At Del Rio the lowest rocks exposed belong to the Fort Worth limestone, but a short distance above Del Rio, before reaching the mouth of Devils River, exposures of the Edwards (Caprina) limestone are seen. The canyons of the Rio Grande and Devils rivers in this vicinity are cut through it. It is a whitish limestone and occurs in thick ledges.

FORT WORTH LIMESTONE.

Within the breaks of the Rio Grande, on both sides of the railroad where it crosses San Felipe Creek and in the valley of the creek to the north of the railroad, are good exposures of this limestone. Macroscopically it is rather soft, chalky, and argillaceous, and possesses a minutely granular or subflocculent texture. Its color when freshly broken is white or whitish, with a yellowish tinge, due to the presence of ferruginous matter. It weathers to a grayish or yellowish color. The fossils which it contains are frequently ferruginous replacements. Microscopically the limestone is composed of minutely crystalline calcite and much flocculent (argillaceous) Material. Foraminifera belonging to the Globigerina and Nodosaria types are present in very great numbers.

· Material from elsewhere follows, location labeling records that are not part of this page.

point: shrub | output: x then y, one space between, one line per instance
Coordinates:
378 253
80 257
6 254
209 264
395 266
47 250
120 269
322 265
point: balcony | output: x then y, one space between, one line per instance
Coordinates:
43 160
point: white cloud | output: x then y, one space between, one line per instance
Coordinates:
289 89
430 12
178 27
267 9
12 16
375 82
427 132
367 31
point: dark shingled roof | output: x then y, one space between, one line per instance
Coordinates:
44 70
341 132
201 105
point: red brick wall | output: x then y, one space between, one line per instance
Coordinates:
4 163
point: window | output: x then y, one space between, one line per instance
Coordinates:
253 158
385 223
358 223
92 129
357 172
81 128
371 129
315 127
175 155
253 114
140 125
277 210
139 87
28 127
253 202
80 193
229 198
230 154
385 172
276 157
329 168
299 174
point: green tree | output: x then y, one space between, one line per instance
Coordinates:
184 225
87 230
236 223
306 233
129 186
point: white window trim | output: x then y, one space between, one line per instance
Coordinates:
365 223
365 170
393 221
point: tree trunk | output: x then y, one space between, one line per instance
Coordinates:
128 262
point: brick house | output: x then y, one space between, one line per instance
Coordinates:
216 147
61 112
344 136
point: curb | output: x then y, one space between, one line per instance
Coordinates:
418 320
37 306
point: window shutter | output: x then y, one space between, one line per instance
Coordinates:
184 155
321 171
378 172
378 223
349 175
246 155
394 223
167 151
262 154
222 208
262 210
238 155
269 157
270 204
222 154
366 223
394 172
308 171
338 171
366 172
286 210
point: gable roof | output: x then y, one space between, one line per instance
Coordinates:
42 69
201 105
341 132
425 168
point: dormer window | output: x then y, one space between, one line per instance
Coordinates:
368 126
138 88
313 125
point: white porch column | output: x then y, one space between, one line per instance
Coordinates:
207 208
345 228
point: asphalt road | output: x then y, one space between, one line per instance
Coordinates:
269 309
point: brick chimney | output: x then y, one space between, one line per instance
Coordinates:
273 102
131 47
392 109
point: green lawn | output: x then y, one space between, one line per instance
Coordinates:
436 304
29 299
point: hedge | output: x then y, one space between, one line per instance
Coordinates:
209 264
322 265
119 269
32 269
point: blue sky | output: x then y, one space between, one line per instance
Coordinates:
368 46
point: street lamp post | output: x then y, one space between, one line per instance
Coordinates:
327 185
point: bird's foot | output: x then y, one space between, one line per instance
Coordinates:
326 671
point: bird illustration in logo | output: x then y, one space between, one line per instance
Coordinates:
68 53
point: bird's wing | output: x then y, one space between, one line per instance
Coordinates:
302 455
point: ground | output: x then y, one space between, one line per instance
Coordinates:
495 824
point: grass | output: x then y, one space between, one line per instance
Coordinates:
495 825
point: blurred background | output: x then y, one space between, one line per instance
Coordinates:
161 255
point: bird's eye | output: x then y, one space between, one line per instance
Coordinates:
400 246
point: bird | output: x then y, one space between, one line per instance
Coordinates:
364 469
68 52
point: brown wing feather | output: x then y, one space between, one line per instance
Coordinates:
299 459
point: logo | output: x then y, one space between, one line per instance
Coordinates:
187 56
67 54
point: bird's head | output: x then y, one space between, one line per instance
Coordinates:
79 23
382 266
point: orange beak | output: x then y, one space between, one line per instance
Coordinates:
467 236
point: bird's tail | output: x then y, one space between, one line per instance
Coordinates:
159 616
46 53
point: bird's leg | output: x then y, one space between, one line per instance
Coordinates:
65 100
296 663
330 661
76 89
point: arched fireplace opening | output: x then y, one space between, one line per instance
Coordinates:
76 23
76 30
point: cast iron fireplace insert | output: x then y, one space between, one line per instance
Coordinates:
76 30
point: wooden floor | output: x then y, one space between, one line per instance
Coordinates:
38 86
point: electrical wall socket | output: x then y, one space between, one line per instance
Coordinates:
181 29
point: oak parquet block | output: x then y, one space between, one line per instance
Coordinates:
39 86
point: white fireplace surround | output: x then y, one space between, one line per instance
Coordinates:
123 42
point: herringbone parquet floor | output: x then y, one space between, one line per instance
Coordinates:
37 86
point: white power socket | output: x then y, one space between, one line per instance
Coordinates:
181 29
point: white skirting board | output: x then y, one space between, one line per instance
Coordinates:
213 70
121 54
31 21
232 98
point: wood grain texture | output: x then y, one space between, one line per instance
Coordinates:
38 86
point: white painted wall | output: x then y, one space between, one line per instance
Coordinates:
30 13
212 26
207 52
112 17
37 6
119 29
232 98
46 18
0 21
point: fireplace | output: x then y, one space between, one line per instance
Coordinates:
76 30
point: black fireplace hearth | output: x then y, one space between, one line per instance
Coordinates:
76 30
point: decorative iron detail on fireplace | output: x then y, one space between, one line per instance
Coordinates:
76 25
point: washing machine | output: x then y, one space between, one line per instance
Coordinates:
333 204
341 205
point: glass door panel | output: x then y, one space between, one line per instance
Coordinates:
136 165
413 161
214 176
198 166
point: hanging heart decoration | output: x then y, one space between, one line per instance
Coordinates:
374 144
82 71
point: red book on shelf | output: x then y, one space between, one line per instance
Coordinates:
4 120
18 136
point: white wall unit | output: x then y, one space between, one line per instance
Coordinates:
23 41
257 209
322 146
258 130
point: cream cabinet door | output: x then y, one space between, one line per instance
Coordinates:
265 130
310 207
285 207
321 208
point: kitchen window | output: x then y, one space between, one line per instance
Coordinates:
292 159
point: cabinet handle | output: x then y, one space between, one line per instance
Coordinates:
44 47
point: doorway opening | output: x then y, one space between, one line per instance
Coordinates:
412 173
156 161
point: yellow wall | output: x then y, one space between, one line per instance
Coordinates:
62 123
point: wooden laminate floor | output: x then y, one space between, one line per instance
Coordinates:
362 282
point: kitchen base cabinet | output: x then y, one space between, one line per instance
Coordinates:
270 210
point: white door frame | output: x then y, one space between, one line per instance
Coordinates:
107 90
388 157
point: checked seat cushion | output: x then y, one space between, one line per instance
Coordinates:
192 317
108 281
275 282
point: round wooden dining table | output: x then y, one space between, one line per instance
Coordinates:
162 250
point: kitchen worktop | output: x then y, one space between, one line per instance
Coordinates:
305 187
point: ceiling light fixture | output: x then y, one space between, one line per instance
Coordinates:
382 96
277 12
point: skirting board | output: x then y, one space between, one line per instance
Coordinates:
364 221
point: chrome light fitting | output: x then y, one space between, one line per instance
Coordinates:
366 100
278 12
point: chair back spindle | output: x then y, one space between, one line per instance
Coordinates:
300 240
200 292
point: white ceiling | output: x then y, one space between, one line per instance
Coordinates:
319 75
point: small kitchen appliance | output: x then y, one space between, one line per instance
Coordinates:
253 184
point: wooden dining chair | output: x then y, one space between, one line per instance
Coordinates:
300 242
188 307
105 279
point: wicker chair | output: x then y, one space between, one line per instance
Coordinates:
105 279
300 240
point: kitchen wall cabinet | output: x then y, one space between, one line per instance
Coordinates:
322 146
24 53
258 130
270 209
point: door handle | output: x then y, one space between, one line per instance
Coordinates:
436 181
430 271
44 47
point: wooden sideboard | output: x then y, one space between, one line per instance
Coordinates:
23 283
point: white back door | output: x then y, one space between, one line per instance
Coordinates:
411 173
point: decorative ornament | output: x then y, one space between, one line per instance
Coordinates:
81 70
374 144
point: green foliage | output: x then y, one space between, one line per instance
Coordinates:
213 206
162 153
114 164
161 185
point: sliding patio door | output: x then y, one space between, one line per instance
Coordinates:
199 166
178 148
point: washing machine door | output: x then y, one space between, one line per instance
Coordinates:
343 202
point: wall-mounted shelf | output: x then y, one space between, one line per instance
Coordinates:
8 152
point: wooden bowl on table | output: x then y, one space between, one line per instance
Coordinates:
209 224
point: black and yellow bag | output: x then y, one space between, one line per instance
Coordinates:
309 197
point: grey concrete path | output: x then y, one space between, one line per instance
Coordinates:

Exposures aggregating a thickness of about 40 feet were seen. In its upper part the limestone becomes very argillaceous and passes into a whitish clay which lies at the base of the Del Rio ( Exogyra arietina) clay.

The Valverde County court-house and jail are built of this limestone. Through it the San Felipe Springs burst forth. the water coming up along a system of joint planes.

The following fossils were obtained near the San Felipe Springs (locality No. 269):

Enallaster texana (Roemer). Kingena wacoensis (Roemer). Rhynconella ? sp. Ostrea (Alectryonia) sp. Lima, two species, probably undescribed. Neithea occidentalis Conrad. Inoceramus sp., small fragmentary specimens. Nemodon, two distinct species, undescribed. Cardium sp. Thracia sp.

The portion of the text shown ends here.